Former CIA engineer convicted for largest data leak in agency's history
Joshua Schulte was accused of handing over massive amounts of classified information about the CIA's surveillance practices.
Former Central Intelligence Agency engineer Joshua Schulte was convicted in federal court Wednesday for what some believe to be the biggest leak of classified material in the agency's history.
Schulte was found guilty on nine counts in his second court case since his initial arrest in 2018. He was arrested on charges of stealing the CIA's Vault 7 material and subsequently uploading it to Wikileaks. Some of the stolen data contained information about the CIA's hacks of Apple and Android smartphones during foreign espionage operations.
According to U.S. Attorney for the Southern District of New York Damian Williams, Schulte was convicted of "one of the most brazen and damaging acts of espionage in American history." He had argued in court that Schulte leaked some of the country's "most valuable intelligence-gathering cyber tools used to battle terrorist organizations" and other malicious influences around the world.
"When Schulte began to harbor resentment toward the CIA, he covertly collected those tools and provided them to WikiLeaks, making some of our most critical intelligence tools known to the public – and therefore, our adversaries," he said.
The Vault 7 leak was published to Wikileaks in 2017, and contained information that details the CIA's ongoing electronic surveillance efforts.

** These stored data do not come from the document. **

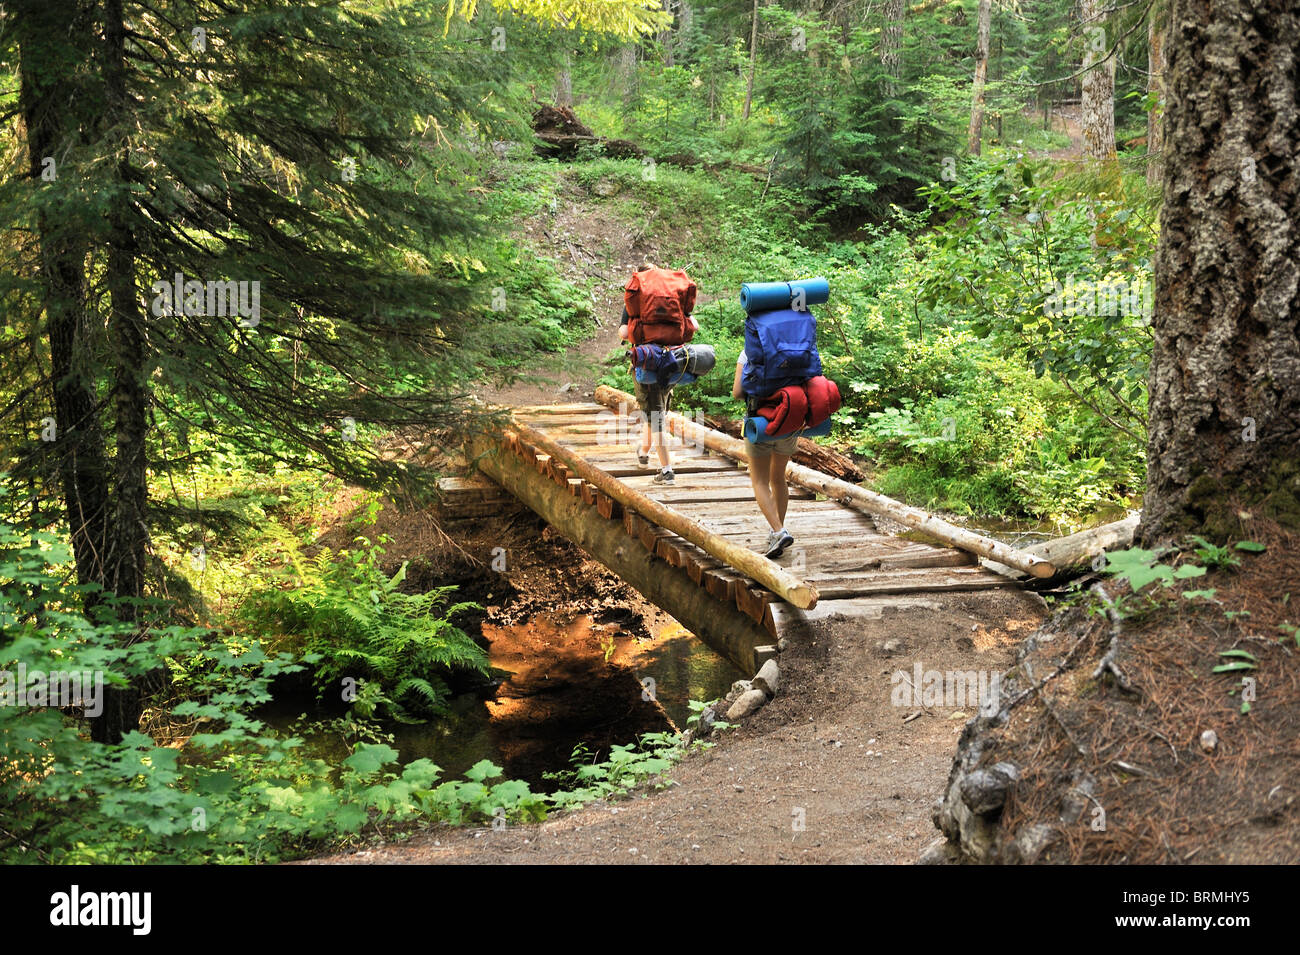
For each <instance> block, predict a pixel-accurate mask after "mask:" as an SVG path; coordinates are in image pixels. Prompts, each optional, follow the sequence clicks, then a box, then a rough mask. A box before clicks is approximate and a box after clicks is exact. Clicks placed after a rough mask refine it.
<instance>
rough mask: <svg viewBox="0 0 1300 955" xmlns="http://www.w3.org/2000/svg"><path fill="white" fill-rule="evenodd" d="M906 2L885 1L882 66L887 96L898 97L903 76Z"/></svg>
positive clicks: (880, 37) (880, 35)
mask: <svg viewBox="0 0 1300 955" xmlns="http://www.w3.org/2000/svg"><path fill="white" fill-rule="evenodd" d="M904 10H905V6H904V0H887V1H885V25H884V27H883V29H881V30H880V65H881V66H883V68H884V70H885V77H887V79H885V95H888V96H897V95H898V78H900V77H901V75H902V18H904Z"/></svg>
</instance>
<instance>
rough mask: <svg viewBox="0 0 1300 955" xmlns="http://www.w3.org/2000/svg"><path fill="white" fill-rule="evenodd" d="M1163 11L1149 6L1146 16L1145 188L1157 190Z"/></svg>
mask: <svg viewBox="0 0 1300 955" xmlns="http://www.w3.org/2000/svg"><path fill="white" fill-rule="evenodd" d="M1166 13H1167V10H1166V9H1165V8H1164V6H1162V5H1158V6H1152V9H1151V10H1149V12H1148V13H1147V95H1148V97H1149V99H1151V105H1149V107H1148V109H1147V185H1149V186H1156V187H1158V186H1160V183H1161V179H1164V177H1165V156H1164V153H1165V147H1164V143H1162V134H1164V123H1162V121H1161V113H1164V112H1165V18H1166Z"/></svg>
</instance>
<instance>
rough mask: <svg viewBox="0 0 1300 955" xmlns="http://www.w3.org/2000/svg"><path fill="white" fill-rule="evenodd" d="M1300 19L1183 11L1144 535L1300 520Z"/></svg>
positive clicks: (1199, 3)
mask: <svg viewBox="0 0 1300 955" xmlns="http://www.w3.org/2000/svg"><path fill="white" fill-rule="evenodd" d="M1297 51H1300V8H1297V5H1296V4H1295V0H1225V3H1219V4H1209V3H1205V1H1204V0H1174V4H1173V6H1171V10H1170V21H1169V68H1167V73H1166V83H1165V90H1166V96H1167V105H1166V112H1165V153H1166V157H1167V161H1166V164H1165V165H1166V172H1165V205H1164V209H1162V213H1161V236H1160V247H1158V251H1157V257H1156V303H1154V316H1153V324H1154V339H1156V344H1154V351H1153V355H1152V365H1151V379H1149V386H1151V439H1149V443H1148V452H1147V466H1148V489H1147V498H1145V503H1144V508H1143V525H1141V529H1140V531H1139V538H1140V539H1141V541H1143V542H1145V543H1148V544H1151V543H1156V542H1160V541H1170V539H1175V538H1178V537H1180V535H1182V534H1184V533H1187V531H1201V533H1209V534H1212V535H1216V537H1221V538H1223V537H1229V535H1231V534H1232V533H1234V531H1238V530H1239V529H1240V524H1239V522H1238V521H1239V520H1240V518H1239V516H1238V511H1239V509H1242V508H1249V509H1251V513H1252V515H1255V516H1264V517H1273V518H1275V520H1281V521H1282V522H1284V524H1290V525H1296V524H1300V513H1297V512H1300V507H1297V503H1296V502H1297V498H1300V451H1297V448H1300V164H1297V161H1296V156H1297V155H1300V99H1297V94H1296V74H1297V56H1300V53H1297Z"/></svg>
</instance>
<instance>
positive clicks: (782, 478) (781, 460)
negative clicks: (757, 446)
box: [767, 453, 790, 530]
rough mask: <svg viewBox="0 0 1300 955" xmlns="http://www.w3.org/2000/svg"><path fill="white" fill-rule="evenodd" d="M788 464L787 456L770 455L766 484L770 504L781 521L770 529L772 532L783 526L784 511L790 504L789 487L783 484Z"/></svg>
mask: <svg viewBox="0 0 1300 955" xmlns="http://www.w3.org/2000/svg"><path fill="white" fill-rule="evenodd" d="M789 463H790V457H789V455H775V453H774V455H772V463H771V470H770V472H768V477H767V483H768V486H770V487H771V489H772V502H774V503H775V504H776V516H777V517H779V518H780V520H781V522H780V524H779V525H777V526H775V528H772V530H780V529H781V528H784V526H785V509H787V507H789V503H790V486H789V485H787V483H785V465H787V464H789Z"/></svg>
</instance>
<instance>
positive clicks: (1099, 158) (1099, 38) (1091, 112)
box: [1080, 0, 1115, 161]
mask: <svg viewBox="0 0 1300 955" xmlns="http://www.w3.org/2000/svg"><path fill="white" fill-rule="evenodd" d="M1080 3H1082V21H1083V34H1084V45H1083V77H1082V79H1080V96H1082V99H1083V103H1082V107H1080V112H1082V113H1083V147H1084V153H1086V155H1087V156H1091V157H1092V159H1096V160H1102V161H1110V160H1114V159H1115V57H1114V56H1108V53H1109V49H1110V47H1109V42H1110V38H1109V35H1108V34H1106V31H1105V22H1106V13H1105V9H1106V8H1105V3H1104V0H1080ZM1099 47H1100V49H1099ZM1102 58H1104V60H1105V61H1102Z"/></svg>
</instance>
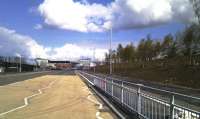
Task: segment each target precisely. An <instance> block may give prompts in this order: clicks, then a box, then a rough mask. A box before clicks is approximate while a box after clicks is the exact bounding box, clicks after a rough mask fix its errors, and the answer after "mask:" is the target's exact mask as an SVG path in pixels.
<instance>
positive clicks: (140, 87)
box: [137, 84, 141, 114]
mask: <svg viewBox="0 0 200 119" xmlns="http://www.w3.org/2000/svg"><path fill="white" fill-rule="evenodd" d="M137 95H138V99H137V104H138V105H137V112H138V114H141V85H140V84H138V90H137Z"/></svg>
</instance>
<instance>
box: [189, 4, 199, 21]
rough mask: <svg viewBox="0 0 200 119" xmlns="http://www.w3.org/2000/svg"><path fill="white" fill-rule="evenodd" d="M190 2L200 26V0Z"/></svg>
mask: <svg viewBox="0 0 200 119" xmlns="http://www.w3.org/2000/svg"><path fill="white" fill-rule="evenodd" d="M190 2H191V3H192V5H193V9H194V12H195V15H196V16H197V18H198V22H199V24H200V1H199V0H190Z"/></svg>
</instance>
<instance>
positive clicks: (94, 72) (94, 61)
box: [93, 48, 96, 73]
mask: <svg viewBox="0 0 200 119" xmlns="http://www.w3.org/2000/svg"><path fill="white" fill-rule="evenodd" d="M93 63H94V73H95V67H96V66H95V65H96V64H95V48H94V49H93Z"/></svg>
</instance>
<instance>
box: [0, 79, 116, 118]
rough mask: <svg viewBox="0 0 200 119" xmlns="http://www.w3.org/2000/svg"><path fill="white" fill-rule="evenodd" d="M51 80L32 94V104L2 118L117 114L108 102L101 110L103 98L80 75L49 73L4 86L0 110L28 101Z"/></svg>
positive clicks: (15, 106) (1, 112)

Schulte, serving as his own attorney, claimed that investigators had run a "political witch hunt from day one," quickly identifying Schulte as the guilty party and working backward from there. He was previously convicted in 2020 on one count of contempt of court, and one of making false statements to the FBI. Separately, Schulte has pleaded not guilty to a set of charges pertaining to the possession of child pornography.